On the other hand, most minimally invasive techniques require special instruments, facilities, and medical expertise. The advantages of such techniques include the use of fine instruments, a more ‘‘kind’’ surgical approach, and removal of less bone. It is reported that the techniques result in reduced cost, shorter hospital stay and rehabilitation, faster return to work activities, and lower risk of associated complications, morbidity, and recurrence rate. They can be performed as outpatient procedures and sometimes are carried out under local anesthesia. Also, they appear to be particularly suited to deep sites, such as in the neck of the femur and pelvis [23, 24]. Furthermore, intra-articular osteoid osteoma was reported to be removed arthroscopically [25].
However, the minimally invasive techniques are not indicated in most cases of osteoid osteoma of the spine, in close anatomical relationship to dural and neural structures [6], in osteoid osteoma of small bones, or cases of recurrent lesions. They should also be avoided when the lesion is close to a neurovascular bundle and in those more than 1 cm across in which multiple perforations and supplementary percutaneous curettage should be used. There is also the disadvantage of the lack of histological confirmation in most cases [2].

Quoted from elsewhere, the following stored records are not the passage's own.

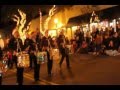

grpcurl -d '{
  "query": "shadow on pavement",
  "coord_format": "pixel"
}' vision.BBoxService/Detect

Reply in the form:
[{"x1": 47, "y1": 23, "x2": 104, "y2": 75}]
[
  {"x1": 67, "y1": 69, "x2": 74, "y2": 78},
  {"x1": 60, "y1": 70, "x2": 66, "y2": 79}
]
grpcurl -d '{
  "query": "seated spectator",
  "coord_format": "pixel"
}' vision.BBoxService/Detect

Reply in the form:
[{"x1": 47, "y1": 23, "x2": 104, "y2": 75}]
[{"x1": 105, "y1": 40, "x2": 120, "y2": 56}]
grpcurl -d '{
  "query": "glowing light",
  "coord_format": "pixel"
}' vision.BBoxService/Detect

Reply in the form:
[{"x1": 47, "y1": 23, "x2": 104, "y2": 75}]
[
  {"x1": 12, "y1": 9, "x2": 31, "y2": 43},
  {"x1": 44, "y1": 5, "x2": 56, "y2": 32},
  {"x1": 54, "y1": 19, "x2": 58, "y2": 24}
]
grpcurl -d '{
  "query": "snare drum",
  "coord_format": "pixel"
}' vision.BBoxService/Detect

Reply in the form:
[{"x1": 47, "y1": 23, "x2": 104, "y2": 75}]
[
  {"x1": 51, "y1": 49, "x2": 60, "y2": 60},
  {"x1": 0, "y1": 60, "x2": 8, "y2": 73},
  {"x1": 36, "y1": 52, "x2": 47, "y2": 64},
  {"x1": 66, "y1": 45, "x2": 72, "y2": 54},
  {"x1": 17, "y1": 53, "x2": 30, "y2": 68}
]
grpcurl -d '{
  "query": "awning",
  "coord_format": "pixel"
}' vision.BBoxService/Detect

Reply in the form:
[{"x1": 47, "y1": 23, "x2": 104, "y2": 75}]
[
  {"x1": 98, "y1": 6, "x2": 120, "y2": 21},
  {"x1": 66, "y1": 5, "x2": 120, "y2": 27},
  {"x1": 66, "y1": 13, "x2": 91, "y2": 27}
]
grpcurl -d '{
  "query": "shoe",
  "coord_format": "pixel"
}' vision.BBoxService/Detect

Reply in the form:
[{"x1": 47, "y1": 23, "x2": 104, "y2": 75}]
[
  {"x1": 48, "y1": 74, "x2": 52, "y2": 77},
  {"x1": 67, "y1": 66, "x2": 71, "y2": 69}
]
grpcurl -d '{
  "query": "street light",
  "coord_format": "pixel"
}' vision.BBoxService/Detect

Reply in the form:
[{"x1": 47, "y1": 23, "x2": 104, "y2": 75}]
[{"x1": 54, "y1": 19, "x2": 58, "y2": 29}]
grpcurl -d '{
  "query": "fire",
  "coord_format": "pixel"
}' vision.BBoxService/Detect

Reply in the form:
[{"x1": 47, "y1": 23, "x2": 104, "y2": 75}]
[
  {"x1": 44, "y1": 5, "x2": 56, "y2": 32},
  {"x1": 12, "y1": 9, "x2": 31, "y2": 43}
]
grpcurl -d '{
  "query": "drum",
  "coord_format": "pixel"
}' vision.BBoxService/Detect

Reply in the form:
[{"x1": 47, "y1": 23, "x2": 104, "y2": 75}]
[
  {"x1": 51, "y1": 49, "x2": 60, "y2": 60},
  {"x1": 36, "y1": 52, "x2": 47, "y2": 64},
  {"x1": 17, "y1": 53, "x2": 30, "y2": 68},
  {"x1": 66, "y1": 45, "x2": 72, "y2": 54},
  {"x1": 0, "y1": 60, "x2": 8, "y2": 73}
]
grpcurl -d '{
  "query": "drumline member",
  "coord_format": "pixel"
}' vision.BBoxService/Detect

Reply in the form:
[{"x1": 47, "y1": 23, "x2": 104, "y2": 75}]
[
  {"x1": 42, "y1": 30, "x2": 53, "y2": 77},
  {"x1": 58, "y1": 32, "x2": 70, "y2": 69},
  {"x1": 32, "y1": 34, "x2": 40, "y2": 82},
  {"x1": 13, "y1": 31, "x2": 24, "y2": 85},
  {"x1": 24, "y1": 35, "x2": 35, "y2": 69}
]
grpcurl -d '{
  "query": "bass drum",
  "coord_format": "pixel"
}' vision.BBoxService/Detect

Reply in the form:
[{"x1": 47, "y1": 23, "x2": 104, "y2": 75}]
[
  {"x1": 51, "y1": 49, "x2": 60, "y2": 60},
  {"x1": 65, "y1": 45, "x2": 72, "y2": 54},
  {"x1": 36, "y1": 52, "x2": 47, "y2": 64},
  {"x1": 17, "y1": 53, "x2": 30, "y2": 68}
]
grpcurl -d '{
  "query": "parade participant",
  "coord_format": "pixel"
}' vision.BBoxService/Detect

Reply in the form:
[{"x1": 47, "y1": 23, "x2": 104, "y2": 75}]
[
  {"x1": 29, "y1": 33, "x2": 40, "y2": 82},
  {"x1": 11, "y1": 31, "x2": 24, "y2": 85},
  {"x1": 42, "y1": 30, "x2": 53, "y2": 76},
  {"x1": 58, "y1": 32, "x2": 70, "y2": 69},
  {"x1": 24, "y1": 34, "x2": 35, "y2": 69},
  {"x1": 32, "y1": 51, "x2": 40, "y2": 82},
  {"x1": 59, "y1": 43, "x2": 70, "y2": 69}
]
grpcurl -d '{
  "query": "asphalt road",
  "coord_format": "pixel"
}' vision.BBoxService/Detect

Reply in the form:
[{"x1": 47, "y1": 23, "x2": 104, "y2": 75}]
[{"x1": 3, "y1": 54, "x2": 120, "y2": 85}]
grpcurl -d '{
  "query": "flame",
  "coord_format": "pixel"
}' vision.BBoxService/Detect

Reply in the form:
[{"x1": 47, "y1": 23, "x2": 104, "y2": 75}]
[{"x1": 44, "y1": 5, "x2": 56, "y2": 32}]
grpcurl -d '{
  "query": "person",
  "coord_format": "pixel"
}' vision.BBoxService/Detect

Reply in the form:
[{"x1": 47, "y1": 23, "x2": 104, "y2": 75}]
[
  {"x1": 59, "y1": 43, "x2": 70, "y2": 69},
  {"x1": 17, "y1": 66, "x2": 24, "y2": 85},
  {"x1": 57, "y1": 32, "x2": 70, "y2": 69},
  {"x1": 42, "y1": 31, "x2": 53, "y2": 77},
  {"x1": 0, "y1": 71, "x2": 3, "y2": 85},
  {"x1": 32, "y1": 51, "x2": 40, "y2": 82},
  {"x1": 24, "y1": 35, "x2": 35, "y2": 69},
  {"x1": 29, "y1": 32, "x2": 40, "y2": 82},
  {"x1": 10, "y1": 31, "x2": 24, "y2": 85}
]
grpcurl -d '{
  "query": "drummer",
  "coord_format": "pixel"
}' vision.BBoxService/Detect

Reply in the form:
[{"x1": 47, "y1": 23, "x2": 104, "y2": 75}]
[
  {"x1": 42, "y1": 30, "x2": 52, "y2": 77},
  {"x1": 9, "y1": 31, "x2": 24, "y2": 85}
]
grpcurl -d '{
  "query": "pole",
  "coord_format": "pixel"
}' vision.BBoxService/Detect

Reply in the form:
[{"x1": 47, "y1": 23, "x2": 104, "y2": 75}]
[{"x1": 39, "y1": 9, "x2": 43, "y2": 34}]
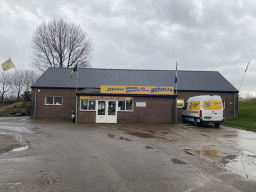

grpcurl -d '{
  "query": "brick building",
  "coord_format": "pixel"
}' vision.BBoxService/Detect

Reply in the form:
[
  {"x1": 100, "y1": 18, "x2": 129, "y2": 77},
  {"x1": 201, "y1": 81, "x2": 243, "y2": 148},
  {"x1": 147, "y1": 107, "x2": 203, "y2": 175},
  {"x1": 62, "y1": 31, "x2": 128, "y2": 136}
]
[{"x1": 31, "y1": 68, "x2": 238, "y2": 123}]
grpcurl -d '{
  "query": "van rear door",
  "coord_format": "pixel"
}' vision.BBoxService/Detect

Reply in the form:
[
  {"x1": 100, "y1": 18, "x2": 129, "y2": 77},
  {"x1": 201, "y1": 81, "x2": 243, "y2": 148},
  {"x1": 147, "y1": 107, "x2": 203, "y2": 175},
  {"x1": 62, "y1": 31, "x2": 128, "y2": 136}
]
[{"x1": 202, "y1": 98, "x2": 223, "y2": 121}]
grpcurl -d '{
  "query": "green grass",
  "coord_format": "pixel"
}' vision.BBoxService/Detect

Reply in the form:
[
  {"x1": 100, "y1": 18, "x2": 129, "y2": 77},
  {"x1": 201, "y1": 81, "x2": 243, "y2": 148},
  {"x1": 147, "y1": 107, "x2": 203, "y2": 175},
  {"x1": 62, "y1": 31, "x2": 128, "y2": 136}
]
[
  {"x1": 222, "y1": 102, "x2": 256, "y2": 132},
  {"x1": 0, "y1": 102, "x2": 30, "y2": 114}
]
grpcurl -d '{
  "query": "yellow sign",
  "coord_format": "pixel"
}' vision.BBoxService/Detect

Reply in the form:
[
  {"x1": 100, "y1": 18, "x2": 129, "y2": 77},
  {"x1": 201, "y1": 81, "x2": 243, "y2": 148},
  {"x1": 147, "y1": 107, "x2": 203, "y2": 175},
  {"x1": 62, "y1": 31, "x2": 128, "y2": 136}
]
[
  {"x1": 100, "y1": 85, "x2": 174, "y2": 95},
  {"x1": 80, "y1": 96, "x2": 133, "y2": 101},
  {"x1": 1, "y1": 59, "x2": 14, "y2": 71},
  {"x1": 203, "y1": 101, "x2": 222, "y2": 110}
]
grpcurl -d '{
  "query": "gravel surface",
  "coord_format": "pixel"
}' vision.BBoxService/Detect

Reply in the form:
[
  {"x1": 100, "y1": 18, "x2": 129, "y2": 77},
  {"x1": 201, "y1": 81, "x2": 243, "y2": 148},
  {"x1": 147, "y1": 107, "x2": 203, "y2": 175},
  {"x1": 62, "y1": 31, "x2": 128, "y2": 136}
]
[{"x1": 0, "y1": 134, "x2": 22, "y2": 154}]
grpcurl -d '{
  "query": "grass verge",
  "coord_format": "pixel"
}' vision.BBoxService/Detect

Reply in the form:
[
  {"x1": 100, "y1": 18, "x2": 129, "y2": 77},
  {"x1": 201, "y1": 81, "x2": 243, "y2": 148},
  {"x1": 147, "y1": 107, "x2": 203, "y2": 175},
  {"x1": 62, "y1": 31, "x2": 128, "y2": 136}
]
[{"x1": 222, "y1": 102, "x2": 256, "y2": 132}]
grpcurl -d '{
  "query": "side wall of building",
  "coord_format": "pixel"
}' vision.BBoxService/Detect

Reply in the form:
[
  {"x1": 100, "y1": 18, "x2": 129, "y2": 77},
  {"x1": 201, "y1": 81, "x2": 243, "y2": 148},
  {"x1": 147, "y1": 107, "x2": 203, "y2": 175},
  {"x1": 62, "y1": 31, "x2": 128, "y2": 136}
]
[
  {"x1": 31, "y1": 88, "x2": 76, "y2": 118},
  {"x1": 177, "y1": 91, "x2": 238, "y2": 122},
  {"x1": 78, "y1": 97, "x2": 175, "y2": 123}
]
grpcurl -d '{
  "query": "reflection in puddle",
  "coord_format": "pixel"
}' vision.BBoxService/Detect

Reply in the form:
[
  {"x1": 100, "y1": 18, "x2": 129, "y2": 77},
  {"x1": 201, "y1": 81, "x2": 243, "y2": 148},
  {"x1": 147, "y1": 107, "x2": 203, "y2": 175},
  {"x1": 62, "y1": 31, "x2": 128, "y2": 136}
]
[
  {"x1": 194, "y1": 150, "x2": 220, "y2": 157},
  {"x1": 221, "y1": 151, "x2": 256, "y2": 179},
  {"x1": 127, "y1": 132, "x2": 155, "y2": 138},
  {"x1": 194, "y1": 149, "x2": 256, "y2": 180}
]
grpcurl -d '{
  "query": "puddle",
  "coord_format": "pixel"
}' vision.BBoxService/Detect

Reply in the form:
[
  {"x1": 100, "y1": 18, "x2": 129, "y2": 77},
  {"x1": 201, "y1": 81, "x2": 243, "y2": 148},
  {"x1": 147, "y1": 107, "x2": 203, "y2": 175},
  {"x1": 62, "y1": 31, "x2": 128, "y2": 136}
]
[
  {"x1": 127, "y1": 132, "x2": 155, "y2": 138},
  {"x1": 145, "y1": 146, "x2": 154, "y2": 149},
  {"x1": 107, "y1": 133, "x2": 132, "y2": 141},
  {"x1": 220, "y1": 151, "x2": 256, "y2": 180},
  {"x1": 171, "y1": 158, "x2": 187, "y2": 165},
  {"x1": 192, "y1": 149, "x2": 256, "y2": 180},
  {"x1": 194, "y1": 149, "x2": 220, "y2": 157},
  {"x1": 11, "y1": 145, "x2": 29, "y2": 152},
  {"x1": 107, "y1": 133, "x2": 115, "y2": 138}
]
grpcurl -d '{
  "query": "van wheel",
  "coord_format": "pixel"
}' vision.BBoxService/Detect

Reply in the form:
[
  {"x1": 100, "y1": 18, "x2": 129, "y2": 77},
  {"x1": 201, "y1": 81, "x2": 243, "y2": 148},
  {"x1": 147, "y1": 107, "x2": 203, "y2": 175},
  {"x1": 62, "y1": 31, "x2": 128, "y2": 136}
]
[
  {"x1": 194, "y1": 118, "x2": 198, "y2": 126},
  {"x1": 182, "y1": 115, "x2": 187, "y2": 123}
]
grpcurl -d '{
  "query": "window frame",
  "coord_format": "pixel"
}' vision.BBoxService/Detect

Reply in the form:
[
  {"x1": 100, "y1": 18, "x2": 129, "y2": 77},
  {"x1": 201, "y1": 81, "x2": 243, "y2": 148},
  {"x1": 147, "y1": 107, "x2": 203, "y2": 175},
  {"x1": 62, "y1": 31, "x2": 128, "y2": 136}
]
[
  {"x1": 44, "y1": 95, "x2": 63, "y2": 105},
  {"x1": 80, "y1": 99, "x2": 96, "y2": 111},
  {"x1": 117, "y1": 100, "x2": 134, "y2": 112},
  {"x1": 222, "y1": 100, "x2": 226, "y2": 110}
]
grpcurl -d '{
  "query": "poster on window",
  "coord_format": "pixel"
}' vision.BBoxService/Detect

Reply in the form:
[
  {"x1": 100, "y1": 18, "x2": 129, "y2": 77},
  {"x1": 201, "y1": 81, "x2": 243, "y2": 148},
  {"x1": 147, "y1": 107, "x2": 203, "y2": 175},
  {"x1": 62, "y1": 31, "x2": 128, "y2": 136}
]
[{"x1": 136, "y1": 102, "x2": 146, "y2": 107}]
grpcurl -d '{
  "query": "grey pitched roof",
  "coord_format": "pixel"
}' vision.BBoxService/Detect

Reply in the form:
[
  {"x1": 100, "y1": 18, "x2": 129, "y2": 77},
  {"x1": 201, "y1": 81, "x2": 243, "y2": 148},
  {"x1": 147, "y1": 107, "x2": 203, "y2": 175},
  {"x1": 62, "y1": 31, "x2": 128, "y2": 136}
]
[{"x1": 31, "y1": 68, "x2": 238, "y2": 92}]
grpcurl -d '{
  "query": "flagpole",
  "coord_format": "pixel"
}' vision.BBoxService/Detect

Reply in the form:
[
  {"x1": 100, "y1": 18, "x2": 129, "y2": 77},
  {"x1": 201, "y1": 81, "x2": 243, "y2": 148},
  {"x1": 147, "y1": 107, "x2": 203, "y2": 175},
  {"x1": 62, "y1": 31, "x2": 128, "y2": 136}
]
[
  {"x1": 175, "y1": 61, "x2": 178, "y2": 124},
  {"x1": 9, "y1": 57, "x2": 18, "y2": 73},
  {"x1": 239, "y1": 60, "x2": 250, "y2": 91},
  {"x1": 76, "y1": 64, "x2": 78, "y2": 124}
]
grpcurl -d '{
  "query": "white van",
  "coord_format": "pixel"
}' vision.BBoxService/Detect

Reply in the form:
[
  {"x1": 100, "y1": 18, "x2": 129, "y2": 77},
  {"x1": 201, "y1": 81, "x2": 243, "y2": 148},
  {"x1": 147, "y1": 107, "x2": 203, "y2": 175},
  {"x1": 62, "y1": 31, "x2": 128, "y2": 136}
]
[{"x1": 182, "y1": 95, "x2": 224, "y2": 128}]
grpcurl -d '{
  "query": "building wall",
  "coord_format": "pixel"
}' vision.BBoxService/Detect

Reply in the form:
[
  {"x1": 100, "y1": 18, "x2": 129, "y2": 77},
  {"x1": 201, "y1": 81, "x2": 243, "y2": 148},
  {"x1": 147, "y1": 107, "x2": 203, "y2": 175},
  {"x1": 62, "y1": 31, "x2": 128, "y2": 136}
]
[
  {"x1": 78, "y1": 97, "x2": 175, "y2": 123},
  {"x1": 31, "y1": 89, "x2": 238, "y2": 123},
  {"x1": 117, "y1": 97, "x2": 175, "y2": 123},
  {"x1": 177, "y1": 91, "x2": 238, "y2": 122},
  {"x1": 31, "y1": 89, "x2": 76, "y2": 118}
]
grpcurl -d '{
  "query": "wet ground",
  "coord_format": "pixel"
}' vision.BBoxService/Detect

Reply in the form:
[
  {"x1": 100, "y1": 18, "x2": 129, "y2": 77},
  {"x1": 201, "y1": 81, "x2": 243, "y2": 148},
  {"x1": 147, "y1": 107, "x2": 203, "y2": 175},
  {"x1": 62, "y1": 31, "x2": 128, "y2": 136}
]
[{"x1": 0, "y1": 118, "x2": 256, "y2": 192}]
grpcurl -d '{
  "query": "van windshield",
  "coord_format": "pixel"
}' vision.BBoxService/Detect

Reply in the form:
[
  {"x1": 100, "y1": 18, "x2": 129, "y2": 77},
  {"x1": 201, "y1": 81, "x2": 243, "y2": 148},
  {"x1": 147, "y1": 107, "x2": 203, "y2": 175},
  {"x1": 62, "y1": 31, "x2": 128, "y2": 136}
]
[{"x1": 203, "y1": 101, "x2": 222, "y2": 110}]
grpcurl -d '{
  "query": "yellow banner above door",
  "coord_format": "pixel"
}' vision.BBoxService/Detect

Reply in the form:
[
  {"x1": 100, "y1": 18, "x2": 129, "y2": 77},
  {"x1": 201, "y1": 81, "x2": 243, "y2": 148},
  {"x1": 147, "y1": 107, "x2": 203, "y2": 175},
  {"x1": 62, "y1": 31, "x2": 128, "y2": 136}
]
[
  {"x1": 80, "y1": 96, "x2": 133, "y2": 101},
  {"x1": 100, "y1": 85, "x2": 174, "y2": 95}
]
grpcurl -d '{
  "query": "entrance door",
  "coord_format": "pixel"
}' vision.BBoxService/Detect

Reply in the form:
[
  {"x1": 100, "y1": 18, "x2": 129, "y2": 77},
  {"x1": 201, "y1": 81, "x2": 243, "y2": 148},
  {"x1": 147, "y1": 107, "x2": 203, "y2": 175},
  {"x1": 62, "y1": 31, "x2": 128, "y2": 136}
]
[{"x1": 96, "y1": 101, "x2": 117, "y2": 123}]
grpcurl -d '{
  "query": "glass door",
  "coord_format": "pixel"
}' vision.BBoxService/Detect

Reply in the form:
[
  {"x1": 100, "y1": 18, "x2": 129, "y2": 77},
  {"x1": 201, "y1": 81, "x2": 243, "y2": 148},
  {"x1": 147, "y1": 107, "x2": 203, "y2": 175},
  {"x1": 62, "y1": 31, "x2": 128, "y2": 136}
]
[
  {"x1": 96, "y1": 101, "x2": 107, "y2": 123},
  {"x1": 107, "y1": 101, "x2": 117, "y2": 123}
]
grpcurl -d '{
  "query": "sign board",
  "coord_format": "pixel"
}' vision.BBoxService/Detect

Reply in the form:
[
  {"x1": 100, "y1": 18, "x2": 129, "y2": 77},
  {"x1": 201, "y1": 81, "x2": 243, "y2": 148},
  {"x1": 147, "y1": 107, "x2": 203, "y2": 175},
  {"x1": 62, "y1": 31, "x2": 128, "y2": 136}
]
[
  {"x1": 100, "y1": 85, "x2": 174, "y2": 95},
  {"x1": 136, "y1": 102, "x2": 146, "y2": 107},
  {"x1": 80, "y1": 96, "x2": 133, "y2": 101}
]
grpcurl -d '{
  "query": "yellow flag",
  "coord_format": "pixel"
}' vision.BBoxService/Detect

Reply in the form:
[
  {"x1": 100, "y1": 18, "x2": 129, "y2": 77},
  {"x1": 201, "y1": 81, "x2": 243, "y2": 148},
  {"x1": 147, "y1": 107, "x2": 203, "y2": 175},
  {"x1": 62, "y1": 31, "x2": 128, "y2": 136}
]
[{"x1": 1, "y1": 58, "x2": 14, "y2": 71}]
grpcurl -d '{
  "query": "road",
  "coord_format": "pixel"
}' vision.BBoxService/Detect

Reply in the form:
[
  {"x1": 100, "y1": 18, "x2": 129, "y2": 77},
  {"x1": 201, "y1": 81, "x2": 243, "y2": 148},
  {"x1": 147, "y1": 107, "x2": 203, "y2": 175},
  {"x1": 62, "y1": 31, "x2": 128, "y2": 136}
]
[{"x1": 0, "y1": 117, "x2": 256, "y2": 192}]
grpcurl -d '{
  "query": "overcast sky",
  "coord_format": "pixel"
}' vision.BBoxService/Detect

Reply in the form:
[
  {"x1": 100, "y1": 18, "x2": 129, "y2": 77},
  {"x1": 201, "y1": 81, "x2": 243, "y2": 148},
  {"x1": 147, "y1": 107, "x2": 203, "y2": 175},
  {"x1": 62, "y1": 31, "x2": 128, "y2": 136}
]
[{"x1": 0, "y1": 0, "x2": 256, "y2": 94}]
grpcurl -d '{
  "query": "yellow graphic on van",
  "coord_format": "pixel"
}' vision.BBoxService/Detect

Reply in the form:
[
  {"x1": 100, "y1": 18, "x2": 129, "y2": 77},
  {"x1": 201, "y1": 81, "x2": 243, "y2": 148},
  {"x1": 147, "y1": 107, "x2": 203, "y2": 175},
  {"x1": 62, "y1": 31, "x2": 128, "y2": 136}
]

Regardless of the technique used, complete removal or destruction of the nidus is necessary to obtain a successful outcome [20]. A biopsy must be taken at the time of intervention to confirm the diagnosis. This study has some limitations regarding the small sample size. A greater number of patients would help to validate the conventional open excision for the treatment of osteoid osteoma.
Conclusion
Conventional (en bloc) open excision of osteoid osteoma prevents recurrence and leads to substantial improvement in pain intensity during the first week postoperatively. This can prevent the need for a second operation if the tumor is incompletely removed by minimally invasive techniques. Furthermore, surgery is still performed in instances where the location of the lesion precludes percutaneous techniques.
However, this technique is associated with increased morbidity and higher risk for complications compared to more minimally invasive procedures that have shown promise with highly successful outcomes.
We recommend en bloc surgical excision of osteoid osteoma when hospital facilities and equipment are unavailable to perform percutaneous excision.
Disclosure of Interest
This research did not receive any specific grant from funding agencies in the public, commercial, or not-for-profit sectors.